Born on January 4 1643 in Woolsthrope, Lincolnshire, England, Newton is referred to as The Father of Modern Science. He gave the world the Laws of Gravity and planetary motion and the Laws of Light.
Newton was raised by his grandmother as his father died three months before he was born, When Newton was 12 years old he joined King’s school in Grantham and lived with an apothecary named Clarke. During this time he got interested in mechanical devices and scientific laws. He built sundials and similar devices to impress people around him.
His love for mathematics got solid when he joined Trinity College in Cambridge University. During this time he also got interested in Physics, astronomy, optics and other branches of science and completed his graduation in 1663 and
decided on doing his Masters from the same college. He couldn’t complete though, as the University had to be shut down as a result of an epidemic breaking out. Newton stayed in Woolsthrope for 2 years and he concentrated on basic experiments while at home. And this was the time when he also conceptualized the basis of gravitation and its laws.
He went on to join Trinity College after 2 years in 1667 and was appointed as the second Lucasian professor at the age of 27 and worked at Trinity College for the next 27 years.
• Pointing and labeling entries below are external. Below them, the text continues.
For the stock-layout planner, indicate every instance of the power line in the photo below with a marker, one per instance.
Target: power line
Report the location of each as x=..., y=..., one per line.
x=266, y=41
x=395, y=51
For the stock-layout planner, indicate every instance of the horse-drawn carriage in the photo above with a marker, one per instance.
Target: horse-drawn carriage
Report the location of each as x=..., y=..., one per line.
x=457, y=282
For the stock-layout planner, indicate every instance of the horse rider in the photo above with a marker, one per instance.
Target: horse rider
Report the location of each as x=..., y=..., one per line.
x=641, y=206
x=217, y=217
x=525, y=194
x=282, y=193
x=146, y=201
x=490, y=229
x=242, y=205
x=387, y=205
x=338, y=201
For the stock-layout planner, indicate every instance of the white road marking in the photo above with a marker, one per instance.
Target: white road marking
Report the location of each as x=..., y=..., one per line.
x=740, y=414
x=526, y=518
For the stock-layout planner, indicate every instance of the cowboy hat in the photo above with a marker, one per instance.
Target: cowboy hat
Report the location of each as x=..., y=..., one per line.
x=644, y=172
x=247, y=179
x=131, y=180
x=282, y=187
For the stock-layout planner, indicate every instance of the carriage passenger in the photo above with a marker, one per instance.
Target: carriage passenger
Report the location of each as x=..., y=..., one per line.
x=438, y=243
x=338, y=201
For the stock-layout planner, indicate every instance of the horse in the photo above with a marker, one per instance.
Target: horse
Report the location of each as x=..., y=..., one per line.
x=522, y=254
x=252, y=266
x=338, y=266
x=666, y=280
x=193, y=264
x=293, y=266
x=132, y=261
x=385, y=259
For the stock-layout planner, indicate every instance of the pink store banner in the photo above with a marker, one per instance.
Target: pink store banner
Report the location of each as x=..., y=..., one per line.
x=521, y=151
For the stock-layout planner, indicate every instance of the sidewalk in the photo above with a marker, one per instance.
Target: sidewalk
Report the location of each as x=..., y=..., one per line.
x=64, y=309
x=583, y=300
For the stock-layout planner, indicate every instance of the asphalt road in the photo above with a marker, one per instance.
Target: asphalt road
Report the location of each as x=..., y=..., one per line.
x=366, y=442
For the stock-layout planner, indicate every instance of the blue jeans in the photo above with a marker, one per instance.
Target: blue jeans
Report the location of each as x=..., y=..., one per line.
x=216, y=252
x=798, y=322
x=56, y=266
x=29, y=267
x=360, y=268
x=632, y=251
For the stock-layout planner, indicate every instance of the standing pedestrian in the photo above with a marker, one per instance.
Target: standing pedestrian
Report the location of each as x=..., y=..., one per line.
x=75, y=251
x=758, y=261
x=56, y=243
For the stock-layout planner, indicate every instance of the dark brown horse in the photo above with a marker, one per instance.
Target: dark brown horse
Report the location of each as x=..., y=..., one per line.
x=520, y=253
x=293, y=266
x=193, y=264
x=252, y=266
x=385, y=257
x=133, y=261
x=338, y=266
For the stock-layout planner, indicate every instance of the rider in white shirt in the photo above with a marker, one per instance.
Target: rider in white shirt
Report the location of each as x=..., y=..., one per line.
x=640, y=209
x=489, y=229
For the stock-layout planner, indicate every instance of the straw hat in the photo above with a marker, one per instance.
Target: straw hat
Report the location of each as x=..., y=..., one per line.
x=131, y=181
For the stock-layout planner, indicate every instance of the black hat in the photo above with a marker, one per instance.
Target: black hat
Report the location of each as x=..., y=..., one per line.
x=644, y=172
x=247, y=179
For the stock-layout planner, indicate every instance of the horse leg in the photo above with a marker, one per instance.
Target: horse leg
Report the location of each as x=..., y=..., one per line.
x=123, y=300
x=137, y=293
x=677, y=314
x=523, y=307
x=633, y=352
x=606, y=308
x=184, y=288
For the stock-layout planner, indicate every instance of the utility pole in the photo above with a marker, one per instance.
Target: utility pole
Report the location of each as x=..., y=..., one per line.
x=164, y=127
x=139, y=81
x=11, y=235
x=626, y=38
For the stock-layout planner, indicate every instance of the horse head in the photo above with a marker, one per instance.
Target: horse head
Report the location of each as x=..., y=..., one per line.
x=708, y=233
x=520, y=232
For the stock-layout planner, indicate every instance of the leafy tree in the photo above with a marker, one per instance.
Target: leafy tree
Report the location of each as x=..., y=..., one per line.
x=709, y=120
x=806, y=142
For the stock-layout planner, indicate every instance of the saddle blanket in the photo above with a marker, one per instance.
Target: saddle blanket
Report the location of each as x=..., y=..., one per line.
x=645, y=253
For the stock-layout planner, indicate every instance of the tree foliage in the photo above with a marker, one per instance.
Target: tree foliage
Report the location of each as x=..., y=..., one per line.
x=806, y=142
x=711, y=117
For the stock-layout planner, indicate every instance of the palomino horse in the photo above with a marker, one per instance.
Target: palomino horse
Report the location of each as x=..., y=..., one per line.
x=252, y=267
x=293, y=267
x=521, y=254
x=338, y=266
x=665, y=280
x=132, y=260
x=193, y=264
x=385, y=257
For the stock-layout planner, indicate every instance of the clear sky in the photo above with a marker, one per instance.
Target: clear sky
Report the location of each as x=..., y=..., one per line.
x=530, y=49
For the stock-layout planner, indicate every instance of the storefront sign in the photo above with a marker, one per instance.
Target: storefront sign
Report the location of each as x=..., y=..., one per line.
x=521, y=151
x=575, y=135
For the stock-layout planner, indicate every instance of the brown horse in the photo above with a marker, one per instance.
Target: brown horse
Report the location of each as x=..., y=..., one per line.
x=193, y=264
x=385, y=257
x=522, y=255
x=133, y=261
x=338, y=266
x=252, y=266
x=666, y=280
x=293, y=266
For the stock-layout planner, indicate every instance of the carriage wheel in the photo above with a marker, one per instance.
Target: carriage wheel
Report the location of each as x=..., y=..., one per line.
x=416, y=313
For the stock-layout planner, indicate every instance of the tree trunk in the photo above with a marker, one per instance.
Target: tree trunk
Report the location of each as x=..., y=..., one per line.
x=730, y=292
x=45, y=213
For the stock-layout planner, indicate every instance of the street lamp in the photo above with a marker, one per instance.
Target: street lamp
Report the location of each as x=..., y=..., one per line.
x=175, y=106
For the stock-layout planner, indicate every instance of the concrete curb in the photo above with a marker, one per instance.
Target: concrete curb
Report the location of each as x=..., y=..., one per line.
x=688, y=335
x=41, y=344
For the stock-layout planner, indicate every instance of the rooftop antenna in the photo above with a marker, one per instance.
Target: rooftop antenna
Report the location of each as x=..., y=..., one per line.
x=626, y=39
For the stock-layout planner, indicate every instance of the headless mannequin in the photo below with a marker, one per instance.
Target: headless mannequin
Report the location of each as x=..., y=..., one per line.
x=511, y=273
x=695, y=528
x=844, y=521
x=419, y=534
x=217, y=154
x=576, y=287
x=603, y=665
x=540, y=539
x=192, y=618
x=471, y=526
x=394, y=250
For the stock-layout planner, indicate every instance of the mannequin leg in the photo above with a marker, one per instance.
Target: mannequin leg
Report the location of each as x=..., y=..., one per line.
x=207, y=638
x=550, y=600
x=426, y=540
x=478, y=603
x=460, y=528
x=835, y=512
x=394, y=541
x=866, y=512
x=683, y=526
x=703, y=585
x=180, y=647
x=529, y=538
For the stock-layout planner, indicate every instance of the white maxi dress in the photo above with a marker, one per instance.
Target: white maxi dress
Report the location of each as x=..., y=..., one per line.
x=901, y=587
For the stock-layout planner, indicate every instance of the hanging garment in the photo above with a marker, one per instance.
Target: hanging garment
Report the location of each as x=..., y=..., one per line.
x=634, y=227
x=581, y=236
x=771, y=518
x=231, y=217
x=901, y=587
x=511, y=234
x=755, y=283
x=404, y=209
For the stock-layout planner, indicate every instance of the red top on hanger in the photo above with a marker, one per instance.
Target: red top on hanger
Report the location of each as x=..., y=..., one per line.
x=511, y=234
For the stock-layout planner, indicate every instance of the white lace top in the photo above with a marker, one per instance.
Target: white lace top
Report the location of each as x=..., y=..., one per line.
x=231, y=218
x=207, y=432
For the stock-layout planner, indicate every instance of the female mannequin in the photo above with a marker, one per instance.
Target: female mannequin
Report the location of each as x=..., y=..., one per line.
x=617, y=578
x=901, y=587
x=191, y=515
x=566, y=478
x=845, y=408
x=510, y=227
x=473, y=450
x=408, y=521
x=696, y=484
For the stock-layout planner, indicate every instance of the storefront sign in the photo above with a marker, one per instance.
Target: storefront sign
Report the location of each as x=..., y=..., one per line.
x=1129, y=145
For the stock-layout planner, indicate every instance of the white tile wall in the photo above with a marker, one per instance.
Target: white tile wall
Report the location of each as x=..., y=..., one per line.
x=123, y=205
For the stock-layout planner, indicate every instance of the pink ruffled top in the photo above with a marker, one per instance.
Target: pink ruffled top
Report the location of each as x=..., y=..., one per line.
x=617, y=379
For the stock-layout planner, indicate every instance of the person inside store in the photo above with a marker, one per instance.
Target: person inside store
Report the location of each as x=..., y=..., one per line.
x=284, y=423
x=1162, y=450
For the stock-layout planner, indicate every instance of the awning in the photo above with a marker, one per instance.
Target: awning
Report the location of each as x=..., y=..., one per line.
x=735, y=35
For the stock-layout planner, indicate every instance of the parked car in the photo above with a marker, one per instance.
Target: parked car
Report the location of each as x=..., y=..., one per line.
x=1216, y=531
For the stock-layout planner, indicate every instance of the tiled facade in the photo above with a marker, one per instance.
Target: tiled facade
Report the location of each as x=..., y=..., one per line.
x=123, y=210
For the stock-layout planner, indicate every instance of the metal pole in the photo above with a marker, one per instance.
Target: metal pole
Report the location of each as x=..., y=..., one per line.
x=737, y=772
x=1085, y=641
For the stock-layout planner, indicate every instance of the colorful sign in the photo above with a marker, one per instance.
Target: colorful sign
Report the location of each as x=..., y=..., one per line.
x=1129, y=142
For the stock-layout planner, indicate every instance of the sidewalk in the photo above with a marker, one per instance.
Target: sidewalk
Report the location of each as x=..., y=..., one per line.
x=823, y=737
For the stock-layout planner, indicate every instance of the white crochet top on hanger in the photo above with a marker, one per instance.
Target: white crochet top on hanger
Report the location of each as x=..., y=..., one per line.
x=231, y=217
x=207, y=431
He came up with his Reflecting Telescope in 1668 and received a wide appreciation for his inventions. He was also made the fellow of the Royal Society.
Newton was not only well versed with his knowledge in the various fields of Physics; he also had a vast knowledge in other fields also like Theology and Astrology. By a series of experiments on light, he discovered that white light is made up of the colours of a rainbow and this led to a new branch of physics, modern study of optics. With help from Edmond Halley he produced yet another paper on light and optics named, 'Philosophiae Naturalis Principia Mathematica' Mathematical Principles of Natural Philosophy, in 1687.
Newton died on March 31 1727 in Westminster Abbey. One of the most memorable incidents from Newton’s biographies is that of an apple falling from the tree which inspired him to conceptualise the laws of Gravity. Newton is known to be the most influential scientist and a mathematician in the history of science.